Many Georgia residents often travel during the summer months, and some choose to rent out their homes while they are away. While renting a residence temporarily can provide an additional and welcome revenue stream, failing to properly record and disclose this source of income can have serious tax implications. Tax must be paid on rental income even if the property being rented out was used as a taxpayer's primary residence for most of the year, but declaring this income also makes certain expenses tax deductible.
A dwelling can be a home, condominium or even a boat or motor home according to the IRS. Any rental income earned on a dwelling that has also been used as a residence must be declared on a Schedule E form, and high earners may be required to pay a net investment income tax in addition to regular income tax on this kind of rental revenue.

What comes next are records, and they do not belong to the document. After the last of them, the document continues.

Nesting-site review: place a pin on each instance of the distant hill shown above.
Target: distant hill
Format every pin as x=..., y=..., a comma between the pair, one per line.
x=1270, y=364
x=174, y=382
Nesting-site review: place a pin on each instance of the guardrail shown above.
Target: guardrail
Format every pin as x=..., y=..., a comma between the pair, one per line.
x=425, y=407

Expenses related to the rental property should be listed on a Schedule A form. Allowable expenses include property taxes, mortgage interest and casualty, disaster and theft losses. The IRS is not concerned about casual or short-term rentals, and this income need not be reported if the property concerned was rented out for less than 15 days during the year.

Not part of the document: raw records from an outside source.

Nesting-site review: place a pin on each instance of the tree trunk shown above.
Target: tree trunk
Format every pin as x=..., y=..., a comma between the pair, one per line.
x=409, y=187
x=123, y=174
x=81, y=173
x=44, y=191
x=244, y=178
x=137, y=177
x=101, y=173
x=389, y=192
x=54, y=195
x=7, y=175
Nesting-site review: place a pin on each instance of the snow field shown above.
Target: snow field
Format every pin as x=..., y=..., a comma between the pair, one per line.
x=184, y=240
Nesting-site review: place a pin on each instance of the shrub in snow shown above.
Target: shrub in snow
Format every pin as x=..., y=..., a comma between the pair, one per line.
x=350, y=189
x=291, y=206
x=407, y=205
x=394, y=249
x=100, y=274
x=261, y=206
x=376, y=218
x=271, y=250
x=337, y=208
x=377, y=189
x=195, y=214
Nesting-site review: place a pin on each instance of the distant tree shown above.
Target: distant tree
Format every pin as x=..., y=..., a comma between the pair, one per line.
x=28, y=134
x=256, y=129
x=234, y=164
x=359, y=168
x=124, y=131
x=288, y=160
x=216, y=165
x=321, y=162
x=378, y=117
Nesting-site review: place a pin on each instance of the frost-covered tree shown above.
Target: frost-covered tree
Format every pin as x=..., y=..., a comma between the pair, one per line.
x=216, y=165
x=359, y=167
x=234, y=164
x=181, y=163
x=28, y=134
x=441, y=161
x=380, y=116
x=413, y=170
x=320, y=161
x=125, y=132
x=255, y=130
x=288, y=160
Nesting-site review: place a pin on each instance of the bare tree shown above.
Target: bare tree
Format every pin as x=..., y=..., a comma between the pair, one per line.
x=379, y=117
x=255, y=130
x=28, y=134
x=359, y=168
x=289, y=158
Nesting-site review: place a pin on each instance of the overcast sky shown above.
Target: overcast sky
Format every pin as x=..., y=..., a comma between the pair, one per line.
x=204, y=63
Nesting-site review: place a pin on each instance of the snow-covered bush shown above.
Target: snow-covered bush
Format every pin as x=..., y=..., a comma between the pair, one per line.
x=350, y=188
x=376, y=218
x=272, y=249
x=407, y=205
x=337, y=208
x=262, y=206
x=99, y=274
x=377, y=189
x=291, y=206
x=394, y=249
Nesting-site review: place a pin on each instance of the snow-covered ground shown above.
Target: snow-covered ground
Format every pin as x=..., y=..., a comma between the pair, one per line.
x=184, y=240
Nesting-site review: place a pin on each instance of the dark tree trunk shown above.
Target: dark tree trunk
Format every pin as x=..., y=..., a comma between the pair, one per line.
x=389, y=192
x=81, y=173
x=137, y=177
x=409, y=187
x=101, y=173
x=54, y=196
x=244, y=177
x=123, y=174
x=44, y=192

Failing to pay taxes can lead to financial penalties, asset seizures and wage garnishment, and even innocent mistakes can be punished severely. Attorneys with experience in this area could help their clients to avoid common pitfalls, and they could also negotiate with the IRS on their behalf. During these negotiations, attorneys could seek to avoid draconian sanctions by working out payment plans for their clients or submitting offers in compromise to reduce their tax burdens.